Your Guide to Finding Outside Investors for Your Business

There are many reasons a business might turn to outside investors for capital. Startups and established small businesses are those that often seek them. Investors include friends, family, angel investors, or venture capitalists. Startups have difficulty getting business loans so they tend to go with investors when they can. Small businesses look for investors even though this means that they will need to share ownership, instead of standard business credit.

Today we will take about the best tips that will help you find outside investors for your small business.

Use the Right Terms

When people talk about the funding they are seeking, it is common that they use the wrong terms. Venture capital is a subset of outside investment and the most difficult to get. If you need to ask whether your startup is a venture capital, then it might not be. Angel investment, friends and family funding is not venture capital.

Do Not Seek Funding from Multiple Investors

When you are seeking funding, avoid email templates. Investors will not read executive summaries or a business plan when it looks like it is being sent to multiple investors.

Do Your Research

Do not ask directly to your friends and family if they would invest in your business. Instead, you should describe the business and ask them who they know that might be interested which will be less awkward for both parties.

For angel investors, identify your targets carefully before moving forward. Identify a select few angel investors that invest the amount you need in your industry and at your stage.

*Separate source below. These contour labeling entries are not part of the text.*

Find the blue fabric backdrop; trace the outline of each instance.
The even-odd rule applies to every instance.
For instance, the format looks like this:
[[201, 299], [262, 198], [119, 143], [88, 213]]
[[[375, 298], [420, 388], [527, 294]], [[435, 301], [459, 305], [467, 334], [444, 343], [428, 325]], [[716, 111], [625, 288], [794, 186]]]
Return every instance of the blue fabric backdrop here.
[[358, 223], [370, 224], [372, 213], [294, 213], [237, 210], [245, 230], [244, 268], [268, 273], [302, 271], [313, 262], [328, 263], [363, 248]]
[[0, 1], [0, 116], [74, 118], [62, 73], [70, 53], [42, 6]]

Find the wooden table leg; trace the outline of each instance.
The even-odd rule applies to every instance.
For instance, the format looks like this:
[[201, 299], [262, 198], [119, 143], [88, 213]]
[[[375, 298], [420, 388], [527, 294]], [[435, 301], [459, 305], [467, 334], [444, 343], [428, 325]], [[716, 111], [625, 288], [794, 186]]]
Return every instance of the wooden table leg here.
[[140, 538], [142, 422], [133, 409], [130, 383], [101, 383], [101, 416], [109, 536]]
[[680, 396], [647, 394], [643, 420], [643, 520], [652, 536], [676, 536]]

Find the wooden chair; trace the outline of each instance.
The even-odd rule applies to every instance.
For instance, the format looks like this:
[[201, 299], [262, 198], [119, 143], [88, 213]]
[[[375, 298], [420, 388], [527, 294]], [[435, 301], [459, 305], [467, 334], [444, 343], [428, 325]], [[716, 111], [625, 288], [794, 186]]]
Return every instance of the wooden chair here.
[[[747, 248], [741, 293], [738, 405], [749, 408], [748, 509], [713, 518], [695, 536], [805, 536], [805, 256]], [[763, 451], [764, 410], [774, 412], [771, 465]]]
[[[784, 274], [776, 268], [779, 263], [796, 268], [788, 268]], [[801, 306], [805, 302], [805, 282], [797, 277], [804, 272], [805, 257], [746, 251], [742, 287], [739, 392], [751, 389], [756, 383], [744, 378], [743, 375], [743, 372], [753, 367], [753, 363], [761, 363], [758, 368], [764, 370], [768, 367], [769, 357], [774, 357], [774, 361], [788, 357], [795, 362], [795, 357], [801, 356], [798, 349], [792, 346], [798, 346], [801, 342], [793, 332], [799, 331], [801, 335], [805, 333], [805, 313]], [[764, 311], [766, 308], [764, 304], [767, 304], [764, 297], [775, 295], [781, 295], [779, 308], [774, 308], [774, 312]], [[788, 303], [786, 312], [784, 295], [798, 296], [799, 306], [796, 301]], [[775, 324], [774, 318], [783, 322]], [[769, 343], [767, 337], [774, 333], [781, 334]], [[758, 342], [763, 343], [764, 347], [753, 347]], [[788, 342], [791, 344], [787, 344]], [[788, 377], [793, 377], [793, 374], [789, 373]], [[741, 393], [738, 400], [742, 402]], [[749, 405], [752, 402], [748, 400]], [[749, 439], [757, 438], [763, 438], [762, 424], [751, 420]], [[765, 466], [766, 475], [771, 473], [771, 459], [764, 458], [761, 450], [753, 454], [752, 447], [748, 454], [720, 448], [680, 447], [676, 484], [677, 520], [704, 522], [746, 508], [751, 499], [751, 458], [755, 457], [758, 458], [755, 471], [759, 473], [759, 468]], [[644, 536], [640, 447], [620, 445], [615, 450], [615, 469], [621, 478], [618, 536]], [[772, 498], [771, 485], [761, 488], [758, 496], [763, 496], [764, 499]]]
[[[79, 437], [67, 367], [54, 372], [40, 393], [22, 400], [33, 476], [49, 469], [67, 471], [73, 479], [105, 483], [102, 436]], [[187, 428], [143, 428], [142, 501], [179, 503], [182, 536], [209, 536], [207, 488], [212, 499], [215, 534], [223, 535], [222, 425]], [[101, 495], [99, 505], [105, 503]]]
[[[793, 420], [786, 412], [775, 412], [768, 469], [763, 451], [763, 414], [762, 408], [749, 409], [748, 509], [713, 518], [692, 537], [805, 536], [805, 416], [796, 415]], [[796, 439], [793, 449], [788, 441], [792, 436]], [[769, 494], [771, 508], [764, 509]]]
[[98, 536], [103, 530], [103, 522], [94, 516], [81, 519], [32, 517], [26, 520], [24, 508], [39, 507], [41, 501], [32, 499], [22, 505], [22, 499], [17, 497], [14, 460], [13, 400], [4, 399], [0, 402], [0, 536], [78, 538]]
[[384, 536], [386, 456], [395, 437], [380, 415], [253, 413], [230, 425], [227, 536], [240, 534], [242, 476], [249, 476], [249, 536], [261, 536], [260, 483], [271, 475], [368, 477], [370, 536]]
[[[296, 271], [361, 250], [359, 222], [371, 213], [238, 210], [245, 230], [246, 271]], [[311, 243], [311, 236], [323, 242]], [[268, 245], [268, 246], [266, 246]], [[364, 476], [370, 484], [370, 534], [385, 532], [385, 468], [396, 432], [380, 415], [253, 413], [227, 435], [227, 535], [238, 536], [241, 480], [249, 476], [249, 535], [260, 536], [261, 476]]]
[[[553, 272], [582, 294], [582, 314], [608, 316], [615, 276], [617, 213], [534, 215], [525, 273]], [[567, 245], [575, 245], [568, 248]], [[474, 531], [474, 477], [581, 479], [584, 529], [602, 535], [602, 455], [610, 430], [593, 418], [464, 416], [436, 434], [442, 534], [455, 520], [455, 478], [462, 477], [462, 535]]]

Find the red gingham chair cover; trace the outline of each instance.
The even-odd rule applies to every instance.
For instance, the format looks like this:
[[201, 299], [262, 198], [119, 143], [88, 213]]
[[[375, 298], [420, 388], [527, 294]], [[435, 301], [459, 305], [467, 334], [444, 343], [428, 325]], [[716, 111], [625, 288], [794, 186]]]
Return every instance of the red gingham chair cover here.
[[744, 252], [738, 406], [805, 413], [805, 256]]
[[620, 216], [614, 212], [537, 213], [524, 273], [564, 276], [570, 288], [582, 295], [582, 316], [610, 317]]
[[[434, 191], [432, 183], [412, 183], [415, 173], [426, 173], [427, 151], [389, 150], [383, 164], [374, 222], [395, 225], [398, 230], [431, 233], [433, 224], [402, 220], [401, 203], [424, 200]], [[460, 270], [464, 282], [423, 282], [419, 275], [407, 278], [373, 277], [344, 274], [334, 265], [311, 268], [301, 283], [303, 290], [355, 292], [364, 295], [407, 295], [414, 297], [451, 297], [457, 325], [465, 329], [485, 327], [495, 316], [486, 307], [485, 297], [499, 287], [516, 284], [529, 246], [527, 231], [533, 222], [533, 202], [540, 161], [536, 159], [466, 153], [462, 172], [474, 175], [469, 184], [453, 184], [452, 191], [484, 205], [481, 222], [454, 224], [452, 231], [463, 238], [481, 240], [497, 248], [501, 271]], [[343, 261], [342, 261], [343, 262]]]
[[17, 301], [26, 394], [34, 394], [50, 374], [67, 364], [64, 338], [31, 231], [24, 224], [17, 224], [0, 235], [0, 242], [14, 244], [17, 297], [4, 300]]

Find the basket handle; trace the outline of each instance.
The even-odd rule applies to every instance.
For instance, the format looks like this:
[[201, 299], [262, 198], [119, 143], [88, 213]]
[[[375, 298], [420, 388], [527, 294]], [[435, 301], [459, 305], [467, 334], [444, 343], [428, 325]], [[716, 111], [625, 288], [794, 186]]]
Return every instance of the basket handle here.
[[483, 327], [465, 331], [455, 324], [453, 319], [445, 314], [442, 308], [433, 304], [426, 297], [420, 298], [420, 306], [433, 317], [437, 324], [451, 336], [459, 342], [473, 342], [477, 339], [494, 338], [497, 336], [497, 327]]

Angel investors have their own unique interests and identifies. They have preferences about where they invest at what stage and the amount. Most of them have websites and announce their preferences on their websites. They do not want to deal with people who are not in their category and do not know it. They are expecting that you already know.

Approach a Few Target Angels or Groups

Be patient and look for introductions by checking with people you know who might know them including business associations, alumni relationships, public speaking dates, and any contacts in the companies in which they have already invested.

Do not be afraid to submit to groups using their websites form but use that as a last resort. Your chances are better if you fit their normal profile and you have been able to meet one of the partners or get an introduction from someone they know.

Have a Good Tag Line

Get your key points down and start with the elevator pitch. Your elevator pitch should be short, and you should describe your business in a sentence or two and make it intriguing. A total of three sentences is good enough.

Have a Good Video or Pitch

Put together a quick video or short one page pitch and send that as a follow up on an email when you talk with an angel or are introduced to one. Great video works better than an email summary. If this works, then the next step is a pitch.

The pitch is a slide deck and the chance where the angels meet you, see your team, and hear your story. To be successful you need to have a good story, be credible, and have the angels assessment of your future prospects.

Have a Business Plan Ready Before You Finish the Pitch

The business plan and pitch go hand in hand. Do not do the plan too big or formal because it will not last and should not be older than two to four weeks.

Expect the Process to Be Long

Due diligence will be months of requests for more documentation. It might take longer than you have initially expected.

Choose Wisely

Choose an investor wisely. You do not want to make a mistake and having the wrong partner. Investors are not just money. They are people that own the money and become your partner. You are better off with no investment than with an incompatible investment. The wrong investors have killed companies more than no investors at all.